Она все пятилась, пока ее спина не коснулась двери. Он потерял ее из поля зрения, но продолжал говорить:
— Иди, иди… Торопись… За наградой… Еще бы! Смертельного врага в плен взяла… Как не прославиться!.. Иди… Больше от вас и ждать нечего… Так воспитаны, в ненависти… Слепыми были — слепыми остались… Иди…
Он говорил это, сдерживая стон, который явственно прорывался сквозь каждое его слово— так трудно ему они давались. И когда она вышла в предбанник, этот стон прорвался наконец наружу, заменив слова. Она вышла из предбанника в темноту ночи, прикрыв за собой наружную дверь, но даже после этого не переставала слышать его стоны, сопровождаемые злыми словами на ненавистном ей языке.
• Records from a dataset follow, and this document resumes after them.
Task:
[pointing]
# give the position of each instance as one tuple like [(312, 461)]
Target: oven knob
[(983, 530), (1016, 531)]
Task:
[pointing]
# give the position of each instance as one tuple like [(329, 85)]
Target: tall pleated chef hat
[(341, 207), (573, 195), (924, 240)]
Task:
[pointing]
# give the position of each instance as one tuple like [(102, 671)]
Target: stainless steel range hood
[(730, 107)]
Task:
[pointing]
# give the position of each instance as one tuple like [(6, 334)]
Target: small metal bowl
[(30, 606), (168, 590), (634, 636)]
Придя домой, она опустилась возле стола на скамейку и долго сидела так, положив локти на стол и глядя немигающими глазами в черноту окна. В жизнь ее снова вторглось что-то унылое, безрадостное и пустое, как эта чернота за окном.
По справедливости, его убить надо! Да, да! А что вы думаете? Ее сына могли убить, а она не может? Ведь они же и убили, вот эти самые. А кто им дал право? Она тоже имеет право. Она мать. Она тоже убьет. Пойдет сейчас и убьет. За кровь сына она тоже прольет кровь. Кто ее остановит? Кто скажет, что она не должна убивать? Она должна убить. Обязана убить. Это ее враг. Убить его надо, убить!
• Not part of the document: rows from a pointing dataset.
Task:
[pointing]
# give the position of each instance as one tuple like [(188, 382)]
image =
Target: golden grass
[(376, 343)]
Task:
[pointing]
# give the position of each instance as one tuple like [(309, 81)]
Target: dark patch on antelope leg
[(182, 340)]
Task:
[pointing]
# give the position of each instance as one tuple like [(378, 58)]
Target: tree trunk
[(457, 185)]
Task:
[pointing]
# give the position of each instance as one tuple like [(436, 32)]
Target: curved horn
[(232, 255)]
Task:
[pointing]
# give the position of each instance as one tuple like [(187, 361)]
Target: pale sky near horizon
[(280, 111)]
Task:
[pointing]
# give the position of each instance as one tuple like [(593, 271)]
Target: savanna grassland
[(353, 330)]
Однако она сидела и не двигалась, глядя в черную пустоту ночи, и внутри у нее тоже постепенно становилось все более черно и пусто. Ничего там скоро не осталось, у нее внутри, никаких намерений, никаких желаний. Просто так она сидела в темной комнате и смотрела в темноту, и в душе у нее была та же бездонная темнота. Посидев так еще часа два без всякой мысли, она устало поднялась и, медленно подойдя к своей разоренной кровати, свалилась на нее не раздеваясь. Сон долго не приходил к ней, лежавшей без мысли и без движения, но в конце концов одолел ее.
А проснулась она, как всегда, перед рассветом, нона этот раз не отдохнувшая, а вялая и опустошенная, с тяжестью в ногах. Что-то надо было предпринять относительно забредшего к ней в дом врага. Подумав немного, она решила попросить Вилли, чтобы он, когда отвезет молоко в Мустакоски, сообщил в полицейский участок о раненом русском партизане, подобранном в деревне Раякюля. Пусть придут, заберут и поступят с ним как надо поступить. Значит, оставалось только дождаться приезда Вилли.
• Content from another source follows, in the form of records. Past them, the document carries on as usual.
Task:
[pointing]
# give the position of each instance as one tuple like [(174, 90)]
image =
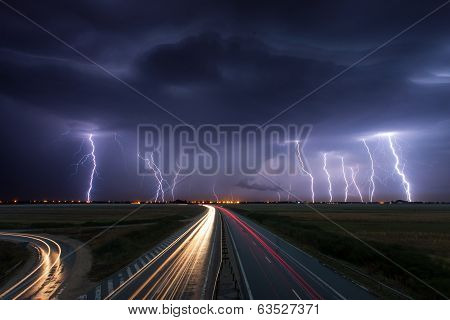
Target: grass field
[(416, 237), (12, 255), (114, 248)]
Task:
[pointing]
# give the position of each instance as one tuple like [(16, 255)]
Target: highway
[(185, 269), (44, 277), (271, 268)]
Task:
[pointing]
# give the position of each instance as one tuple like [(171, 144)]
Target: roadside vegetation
[(12, 256), (110, 248), (416, 237)]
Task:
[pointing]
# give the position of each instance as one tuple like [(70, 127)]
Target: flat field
[(136, 228), (416, 237)]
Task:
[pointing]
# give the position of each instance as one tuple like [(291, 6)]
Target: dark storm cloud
[(215, 62), (251, 184)]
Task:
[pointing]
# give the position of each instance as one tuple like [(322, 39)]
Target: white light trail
[(399, 171), (354, 174), (150, 162), (372, 172), (345, 179), (330, 187), (303, 169)]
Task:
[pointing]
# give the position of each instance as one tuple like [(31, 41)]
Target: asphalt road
[(44, 277), (186, 269), (271, 268)]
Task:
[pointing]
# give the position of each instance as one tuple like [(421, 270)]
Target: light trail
[(180, 268), (345, 180), (43, 280), (304, 171), (354, 174), (405, 183), (372, 172), (296, 276), (150, 162), (330, 187), (174, 182)]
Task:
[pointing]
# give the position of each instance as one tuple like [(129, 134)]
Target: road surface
[(271, 268), (45, 276), (185, 269)]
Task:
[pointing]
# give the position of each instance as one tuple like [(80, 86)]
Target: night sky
[(213, 62)]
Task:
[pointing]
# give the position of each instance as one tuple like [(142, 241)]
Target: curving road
[(44, 278), (271, 268), (186, 269)]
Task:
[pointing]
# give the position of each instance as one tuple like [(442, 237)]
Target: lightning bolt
[(83, 160), (354, 174), (214, 192), (94, 167), (289, 192), (399, 171), (330, 187), (150, 162), (122, 150), (372, 172), (345, 179), (174, 182), (303, 169)]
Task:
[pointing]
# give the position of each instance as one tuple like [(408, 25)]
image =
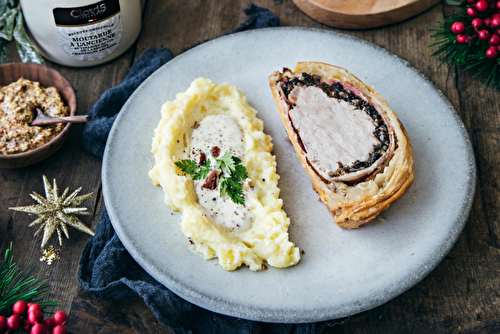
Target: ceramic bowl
[(47, 77)]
Остановившись на таком решении, Вилма вышла во двор, держа в руках подойник и ведро с теплой водой. Пейкко уже дожидался ее возле крыльца. Увидев ее, он завилял хвостом и запрыгал из стороны в сторону, а когда она направилась к хлеву, кинулся ей под ноги, словно намереваясь помешать ей туда идти. Она замедлила шаг, чтобы не наступить на него невзначай. А он продолжал кидаться ей под ноги и с явной неохотой пятиться задом перед ее шагающими ногами.
— Что с тобой, Пейкко? — спросила Вилма, заметив что-то не совсем обычное в поведении собаки.
И пес, уяснив из этих слов, что на него обратили внимание, кинулся от нее в сторону. Но, видя, что она продолжает свой путь, он тотчас же вернулся и, слегка заскулив, запрыгал перед ней опять, препятствуя ее шагу.
— Да что с тобой такое сегодня? — повторила она удивленно.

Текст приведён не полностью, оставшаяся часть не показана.